Michele Herzog was loading picket signs into her SUV to take to the sidewalk outside an Orlando Planned Parenthood. They depicted pictures of an unborn fetus before and after an abortion. A typical Friday.

Then she looked at her phone and saw the text from a reporter. Roe v. Wade, the 1973 decision that enshrined a federal constitutional right to abortion, had been overturned by the U.S. Supreme Court.

Individual states can now regulate abortion. The decades of work from anti-abortion advocates like herself had paid off.

Herzog, the director of Pro-Life Action Ministries of Central Florida, organizes people to stand outside abortion clinics and offer what she calls “sidewalk counselors and prayer support.” Her organization tells people seeking an abortion that there are other options. Or tries to, anyway.

Friday’s Supreme Court decision produced a sublime, surreal moment for the anti-abortion movement in Florida. The state’s ban on most abortions after 15 weeks will take effect July 1, but the procedure will still be legal before then.

“Our work is going to continue because nothing will really change here in Florida,” Herzog said.

Whether the 15-week ban will be allowed to stand will depend on how judges interpret the Florida Constitution. Ditto for even stricter potential abortion regulations, such as a 6-week ban or making the procedure illegal.
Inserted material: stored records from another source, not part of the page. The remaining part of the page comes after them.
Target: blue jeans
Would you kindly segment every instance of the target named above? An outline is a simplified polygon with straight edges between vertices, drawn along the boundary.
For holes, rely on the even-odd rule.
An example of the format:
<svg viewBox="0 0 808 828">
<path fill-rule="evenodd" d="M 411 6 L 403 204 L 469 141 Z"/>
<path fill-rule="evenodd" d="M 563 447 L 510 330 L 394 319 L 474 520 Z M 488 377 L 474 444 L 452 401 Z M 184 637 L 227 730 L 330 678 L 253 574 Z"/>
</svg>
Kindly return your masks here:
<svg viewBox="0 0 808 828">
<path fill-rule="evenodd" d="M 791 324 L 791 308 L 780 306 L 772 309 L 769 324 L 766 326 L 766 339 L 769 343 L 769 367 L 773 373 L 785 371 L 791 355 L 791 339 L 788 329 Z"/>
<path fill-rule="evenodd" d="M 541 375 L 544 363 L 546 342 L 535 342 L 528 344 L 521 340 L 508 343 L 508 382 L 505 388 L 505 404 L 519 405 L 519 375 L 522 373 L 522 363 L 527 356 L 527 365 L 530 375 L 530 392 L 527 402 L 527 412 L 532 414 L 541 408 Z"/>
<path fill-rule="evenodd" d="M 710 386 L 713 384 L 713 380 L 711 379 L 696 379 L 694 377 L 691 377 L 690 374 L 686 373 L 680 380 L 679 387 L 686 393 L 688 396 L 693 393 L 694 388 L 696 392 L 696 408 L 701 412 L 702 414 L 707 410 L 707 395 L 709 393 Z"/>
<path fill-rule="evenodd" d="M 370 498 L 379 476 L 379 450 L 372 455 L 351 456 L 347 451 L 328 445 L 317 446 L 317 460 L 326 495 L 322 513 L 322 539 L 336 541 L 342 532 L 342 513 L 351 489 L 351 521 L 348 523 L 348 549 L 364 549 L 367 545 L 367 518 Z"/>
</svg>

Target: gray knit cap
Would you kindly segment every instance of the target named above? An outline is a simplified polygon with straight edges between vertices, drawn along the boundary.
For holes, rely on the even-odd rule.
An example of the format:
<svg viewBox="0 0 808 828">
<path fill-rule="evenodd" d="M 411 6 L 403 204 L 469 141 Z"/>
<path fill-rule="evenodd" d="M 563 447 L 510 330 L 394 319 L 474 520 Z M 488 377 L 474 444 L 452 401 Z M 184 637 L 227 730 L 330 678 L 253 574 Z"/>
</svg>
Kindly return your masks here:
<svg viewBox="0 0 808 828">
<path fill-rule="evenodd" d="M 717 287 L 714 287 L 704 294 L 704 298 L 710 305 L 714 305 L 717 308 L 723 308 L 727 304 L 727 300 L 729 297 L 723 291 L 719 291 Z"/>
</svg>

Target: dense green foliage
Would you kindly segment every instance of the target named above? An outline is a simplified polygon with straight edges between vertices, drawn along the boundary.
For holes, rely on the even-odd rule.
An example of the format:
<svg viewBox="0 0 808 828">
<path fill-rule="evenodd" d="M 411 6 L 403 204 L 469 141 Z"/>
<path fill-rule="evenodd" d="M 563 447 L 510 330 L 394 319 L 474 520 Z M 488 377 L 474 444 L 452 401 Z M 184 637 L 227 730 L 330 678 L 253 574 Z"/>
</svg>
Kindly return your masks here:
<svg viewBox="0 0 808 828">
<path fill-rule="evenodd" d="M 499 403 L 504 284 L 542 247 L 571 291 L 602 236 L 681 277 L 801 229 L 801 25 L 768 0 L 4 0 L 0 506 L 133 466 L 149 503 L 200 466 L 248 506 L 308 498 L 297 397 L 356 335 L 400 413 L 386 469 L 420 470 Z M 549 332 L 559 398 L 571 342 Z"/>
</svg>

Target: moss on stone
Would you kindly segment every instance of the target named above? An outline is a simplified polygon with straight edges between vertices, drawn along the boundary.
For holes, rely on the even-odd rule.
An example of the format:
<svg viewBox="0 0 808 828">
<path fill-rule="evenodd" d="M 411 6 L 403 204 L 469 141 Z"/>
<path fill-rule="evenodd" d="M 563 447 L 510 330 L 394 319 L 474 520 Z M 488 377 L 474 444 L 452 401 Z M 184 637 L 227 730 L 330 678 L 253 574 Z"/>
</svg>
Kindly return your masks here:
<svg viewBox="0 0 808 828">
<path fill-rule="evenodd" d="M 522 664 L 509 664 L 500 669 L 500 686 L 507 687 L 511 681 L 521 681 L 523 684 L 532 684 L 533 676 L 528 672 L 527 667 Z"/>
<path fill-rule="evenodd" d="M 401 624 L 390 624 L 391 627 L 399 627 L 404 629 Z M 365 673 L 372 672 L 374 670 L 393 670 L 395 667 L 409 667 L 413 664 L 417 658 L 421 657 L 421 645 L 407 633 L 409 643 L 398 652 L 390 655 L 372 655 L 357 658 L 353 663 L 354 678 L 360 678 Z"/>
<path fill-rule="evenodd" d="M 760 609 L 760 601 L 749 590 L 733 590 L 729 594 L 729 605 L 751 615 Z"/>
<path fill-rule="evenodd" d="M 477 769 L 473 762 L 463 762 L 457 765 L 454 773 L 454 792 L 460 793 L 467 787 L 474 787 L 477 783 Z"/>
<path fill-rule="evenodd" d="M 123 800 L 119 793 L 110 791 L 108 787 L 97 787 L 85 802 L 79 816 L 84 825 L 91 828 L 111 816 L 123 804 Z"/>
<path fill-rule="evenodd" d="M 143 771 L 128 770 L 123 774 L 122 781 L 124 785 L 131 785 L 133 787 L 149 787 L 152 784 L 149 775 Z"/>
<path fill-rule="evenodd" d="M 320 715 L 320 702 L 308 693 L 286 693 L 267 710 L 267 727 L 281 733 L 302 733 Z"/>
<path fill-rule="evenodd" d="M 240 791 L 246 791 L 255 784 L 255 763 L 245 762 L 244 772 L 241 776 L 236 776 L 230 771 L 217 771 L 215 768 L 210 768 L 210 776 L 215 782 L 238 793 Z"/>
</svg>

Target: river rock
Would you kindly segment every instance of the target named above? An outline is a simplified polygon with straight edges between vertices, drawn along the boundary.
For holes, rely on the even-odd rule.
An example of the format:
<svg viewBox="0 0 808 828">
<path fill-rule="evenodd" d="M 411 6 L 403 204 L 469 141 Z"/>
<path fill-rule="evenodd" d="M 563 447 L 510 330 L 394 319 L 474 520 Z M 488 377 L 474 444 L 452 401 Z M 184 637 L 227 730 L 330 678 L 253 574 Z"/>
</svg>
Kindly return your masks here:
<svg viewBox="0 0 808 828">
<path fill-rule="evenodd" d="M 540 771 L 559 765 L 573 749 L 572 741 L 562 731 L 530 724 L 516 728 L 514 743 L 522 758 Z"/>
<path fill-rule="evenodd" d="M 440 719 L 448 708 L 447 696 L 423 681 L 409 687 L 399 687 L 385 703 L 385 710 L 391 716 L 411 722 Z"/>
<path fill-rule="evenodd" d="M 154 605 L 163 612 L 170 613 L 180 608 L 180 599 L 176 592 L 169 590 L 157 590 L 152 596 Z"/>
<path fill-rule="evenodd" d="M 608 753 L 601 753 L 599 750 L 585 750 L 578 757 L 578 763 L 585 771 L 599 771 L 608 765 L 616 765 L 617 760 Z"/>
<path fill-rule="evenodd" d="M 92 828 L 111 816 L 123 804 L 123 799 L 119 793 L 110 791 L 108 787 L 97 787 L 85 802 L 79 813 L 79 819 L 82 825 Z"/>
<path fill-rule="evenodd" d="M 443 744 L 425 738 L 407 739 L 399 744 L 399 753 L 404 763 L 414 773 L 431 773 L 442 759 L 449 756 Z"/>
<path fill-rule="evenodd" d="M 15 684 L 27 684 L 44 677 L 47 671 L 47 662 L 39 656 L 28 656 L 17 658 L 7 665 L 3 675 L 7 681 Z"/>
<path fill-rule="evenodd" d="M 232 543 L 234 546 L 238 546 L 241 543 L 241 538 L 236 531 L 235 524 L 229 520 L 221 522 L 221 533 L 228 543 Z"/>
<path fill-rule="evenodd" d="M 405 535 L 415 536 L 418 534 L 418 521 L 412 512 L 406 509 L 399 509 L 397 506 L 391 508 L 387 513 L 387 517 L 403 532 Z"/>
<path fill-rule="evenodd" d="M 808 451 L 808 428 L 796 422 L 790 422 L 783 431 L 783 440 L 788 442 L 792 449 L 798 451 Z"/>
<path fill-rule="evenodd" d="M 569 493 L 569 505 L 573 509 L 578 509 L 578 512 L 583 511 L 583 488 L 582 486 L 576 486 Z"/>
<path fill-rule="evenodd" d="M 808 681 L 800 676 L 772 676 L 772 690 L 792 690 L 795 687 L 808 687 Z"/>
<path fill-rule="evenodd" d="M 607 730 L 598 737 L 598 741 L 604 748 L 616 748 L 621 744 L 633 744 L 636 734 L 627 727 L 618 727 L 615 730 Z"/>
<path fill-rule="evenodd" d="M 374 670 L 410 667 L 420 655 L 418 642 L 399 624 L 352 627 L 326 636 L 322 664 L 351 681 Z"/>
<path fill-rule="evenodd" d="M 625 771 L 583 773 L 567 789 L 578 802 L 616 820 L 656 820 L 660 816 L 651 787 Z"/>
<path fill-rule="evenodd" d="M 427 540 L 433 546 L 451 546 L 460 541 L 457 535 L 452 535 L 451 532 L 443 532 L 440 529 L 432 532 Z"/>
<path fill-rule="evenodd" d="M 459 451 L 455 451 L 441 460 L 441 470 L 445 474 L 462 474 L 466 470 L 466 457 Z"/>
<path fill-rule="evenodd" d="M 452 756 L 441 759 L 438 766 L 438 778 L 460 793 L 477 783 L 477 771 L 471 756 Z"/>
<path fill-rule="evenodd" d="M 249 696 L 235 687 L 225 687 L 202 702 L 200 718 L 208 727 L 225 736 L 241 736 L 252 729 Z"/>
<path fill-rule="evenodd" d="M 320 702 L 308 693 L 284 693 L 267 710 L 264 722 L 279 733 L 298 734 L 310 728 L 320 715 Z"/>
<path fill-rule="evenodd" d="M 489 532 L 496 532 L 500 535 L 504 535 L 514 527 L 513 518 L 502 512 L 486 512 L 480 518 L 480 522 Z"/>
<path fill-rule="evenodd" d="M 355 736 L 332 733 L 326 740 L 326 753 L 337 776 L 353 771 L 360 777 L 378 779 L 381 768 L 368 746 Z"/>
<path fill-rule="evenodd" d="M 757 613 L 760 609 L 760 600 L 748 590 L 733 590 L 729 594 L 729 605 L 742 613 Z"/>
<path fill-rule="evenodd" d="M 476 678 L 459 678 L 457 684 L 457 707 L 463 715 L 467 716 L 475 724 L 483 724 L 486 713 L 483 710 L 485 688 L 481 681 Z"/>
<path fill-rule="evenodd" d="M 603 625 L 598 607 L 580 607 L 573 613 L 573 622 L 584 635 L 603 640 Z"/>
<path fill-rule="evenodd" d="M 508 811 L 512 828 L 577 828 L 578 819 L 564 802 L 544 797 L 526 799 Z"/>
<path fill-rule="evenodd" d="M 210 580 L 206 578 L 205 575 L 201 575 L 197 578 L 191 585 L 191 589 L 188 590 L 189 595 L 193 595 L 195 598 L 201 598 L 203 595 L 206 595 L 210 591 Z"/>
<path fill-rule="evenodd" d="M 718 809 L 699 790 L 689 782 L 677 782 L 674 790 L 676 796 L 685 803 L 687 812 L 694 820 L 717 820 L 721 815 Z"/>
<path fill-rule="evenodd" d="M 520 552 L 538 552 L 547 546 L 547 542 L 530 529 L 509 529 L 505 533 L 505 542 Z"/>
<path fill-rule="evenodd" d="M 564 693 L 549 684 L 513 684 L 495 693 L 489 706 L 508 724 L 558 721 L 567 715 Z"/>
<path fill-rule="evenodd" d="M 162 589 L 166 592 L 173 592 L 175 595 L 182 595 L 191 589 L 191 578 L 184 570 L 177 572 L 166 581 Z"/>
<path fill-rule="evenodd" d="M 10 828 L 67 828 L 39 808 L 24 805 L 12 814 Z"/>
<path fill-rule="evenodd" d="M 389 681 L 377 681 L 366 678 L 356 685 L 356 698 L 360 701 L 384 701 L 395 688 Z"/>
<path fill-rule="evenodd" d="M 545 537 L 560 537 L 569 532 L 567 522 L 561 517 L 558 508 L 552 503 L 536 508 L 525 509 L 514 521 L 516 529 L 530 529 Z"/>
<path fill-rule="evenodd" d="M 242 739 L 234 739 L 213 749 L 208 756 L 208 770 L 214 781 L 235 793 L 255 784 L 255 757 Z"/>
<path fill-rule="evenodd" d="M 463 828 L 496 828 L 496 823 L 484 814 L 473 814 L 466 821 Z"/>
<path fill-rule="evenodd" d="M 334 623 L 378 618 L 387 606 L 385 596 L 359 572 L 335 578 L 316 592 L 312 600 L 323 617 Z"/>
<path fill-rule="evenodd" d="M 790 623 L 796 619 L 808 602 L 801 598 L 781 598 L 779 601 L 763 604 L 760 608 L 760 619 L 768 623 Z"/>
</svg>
That’s why for some in Florida, the death of Roe was met with a relatively muted celebration. Florida House Speaker Chris Sprowls called the state courts “an additional hurdle” in a tweet.

Still, for those who have fought for half a century against a person’s right to get an abortion, everything changed Friday. In dozens of states, all at once, anti-abortion advocates found themselves in an unfamiliar position of unequivocal victory.

Lynda Bell, the president of Florida Right to Life, was attending the National Right to Life convention in Atlanta on Friday. Out of nowhere, at around 10:15 a.m., the crowd at the airport Marriott began to cheer.

“I haven’t even read it yet,” she said in an interview of the 5-4 decision striking down Roe v. Wade. “We just heard screaming and yelling. I am just so excited. I cannot believe this.”

Scott Mahurin, the director and founder of Florida Preborn Rescue in St. Petersburg, said he knows people who have been working to see abortion outlawed longer than he’s been alive.

He felt gratitude and excitement when he heard the news. But the prevailing emotion for him, at least at first, seemed to be shock.

“I am stunned that we got to this point. I am stunned,” Mahurin said. “The pro-life community has been disappointed so much by politicians and courts.”

Some anti-abortion advocates acknowledged that millions of Floridians will react to the loss of a constitutional right to an abortion with horror. Mahurin said he is praying for peace.

State Sen. Kelli Stargel, R-Lakeland, who sponsored the bill banning most abortions after 15 weeks, said women have numerous options to avoid unplanned pregnancies. To her, the decision is an opportunity to show how serious Florida is about protecting life at all stages.

But those same advocates acknowledged the fight to ban abortion in Florida will face staunch opposition.

That’s why organizations hoping to end abortion must continue educating people, Bell said.

Mahurin and Herzog plan to continue standing with their organizations outside abortion clinics.

And that’s why they say the legislative push in Florida begins now.

“We have to really hold pro-life legislators accountable,” Mahurin said. “Now that states have that freedom, we’ll see who is really pro-life, and who has said it to get votes.”